NASA GRACE/FO Science Team, 2021-2024, S. Werth (PI), M. Shirzaei (Co-I)

This 4-year project focuses on the Southwest (SW) US and aims at improving the spatial resolution, and temporal sampling of Total Water Storage Changes (TWSC) obtained from GRACE/GRACE-FO. We will fuse independent estimates of TWS based on hydrological model simulations as well as elastic loading inversion of deformation data with the GRACE-based TWSC observations. The results from this project will provide essential insights into the complex interaction between terrestrial water cycle, aquifer dynamics, gravity changes, and surface deformation. It will also secure the continuity of TWSC, in between both GRACE missions. An accurate water budget closure and a spatiotemporal characterization of its components will be beneficial for understanding the impact of climate variability, climate extremes, and human water consumption on water resources. The project's dataset outcome are of high importance for water managers in arid regions, like the SW, which are susceptible to overdraft of water resources on and below the surface by growing population and economies.
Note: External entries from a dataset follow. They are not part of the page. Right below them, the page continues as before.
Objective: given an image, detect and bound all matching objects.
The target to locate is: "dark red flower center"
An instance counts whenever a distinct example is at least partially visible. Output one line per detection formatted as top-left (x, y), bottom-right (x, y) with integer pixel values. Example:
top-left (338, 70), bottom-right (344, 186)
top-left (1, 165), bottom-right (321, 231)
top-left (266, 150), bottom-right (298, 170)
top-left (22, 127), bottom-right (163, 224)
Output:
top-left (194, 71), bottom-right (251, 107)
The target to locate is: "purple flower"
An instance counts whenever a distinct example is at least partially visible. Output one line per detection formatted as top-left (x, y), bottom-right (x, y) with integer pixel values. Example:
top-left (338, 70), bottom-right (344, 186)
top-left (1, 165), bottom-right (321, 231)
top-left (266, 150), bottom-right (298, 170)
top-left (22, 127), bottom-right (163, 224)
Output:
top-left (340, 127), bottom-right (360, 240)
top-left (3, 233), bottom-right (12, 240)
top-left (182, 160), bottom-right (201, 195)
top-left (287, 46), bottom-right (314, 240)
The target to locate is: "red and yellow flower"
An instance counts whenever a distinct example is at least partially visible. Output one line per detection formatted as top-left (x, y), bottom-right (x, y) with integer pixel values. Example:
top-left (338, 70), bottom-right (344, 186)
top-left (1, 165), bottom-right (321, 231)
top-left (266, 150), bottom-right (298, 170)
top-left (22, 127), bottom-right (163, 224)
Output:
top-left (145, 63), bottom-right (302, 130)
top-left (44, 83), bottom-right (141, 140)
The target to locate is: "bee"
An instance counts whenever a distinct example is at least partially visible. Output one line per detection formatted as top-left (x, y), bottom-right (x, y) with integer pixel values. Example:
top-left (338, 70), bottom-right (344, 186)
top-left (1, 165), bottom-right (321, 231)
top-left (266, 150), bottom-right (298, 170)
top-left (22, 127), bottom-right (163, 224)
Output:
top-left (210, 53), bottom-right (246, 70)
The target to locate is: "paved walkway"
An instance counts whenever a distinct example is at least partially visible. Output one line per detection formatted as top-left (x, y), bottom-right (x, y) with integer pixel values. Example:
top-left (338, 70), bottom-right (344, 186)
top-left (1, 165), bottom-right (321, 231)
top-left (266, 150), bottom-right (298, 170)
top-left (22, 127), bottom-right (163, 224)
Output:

NASA Earth Surface and Interior, 2017-2022, S. Werth (PI), M. Shirzaei (Co-I), Y. Fu. (Co-I)

States across the southwest USA, in particular California, are currently undergoing a severe drought on large spatial extents, which causes shrinkage of the surface and groundwater resources. Thus, comprehensive monitoring and modeling schemes to enhance drought management and mitigating the negative impacts at various spatial and temporal scales is essential. The research effort will focus on the acquisition of a high-resolution 3D deformation map obtained through InSAR processing of SAR images acquired by various satellites (2003-present) and GPS measurements over the state of California. Results from this project will assess the capabilities of InSAR to monitor aquifer systems and perform a joint analysis of the deformation and gravity data to obtain maps of TWS variations, on various scales ranging from 100s of m to 1000s of km. We will combine the archive of gravity data obtained by GRACE satellites (2002-present) with high resolution 3D deformation data based on InSAR and GPS measurements over the state of California. A combination through a Bayesian inverse modeling scheme will provide multi-scale estimates of water storage variations and its uncertainty. Thus it delivers unique constraints on the timing and extent of hydrological mass fluxes, useful for probabilistic drought forecast and management. Results from this project will assess the capabilities of InSAR in combination with GRACE and GPS data to provide high resolution spatiotemporal observations of TWS variations.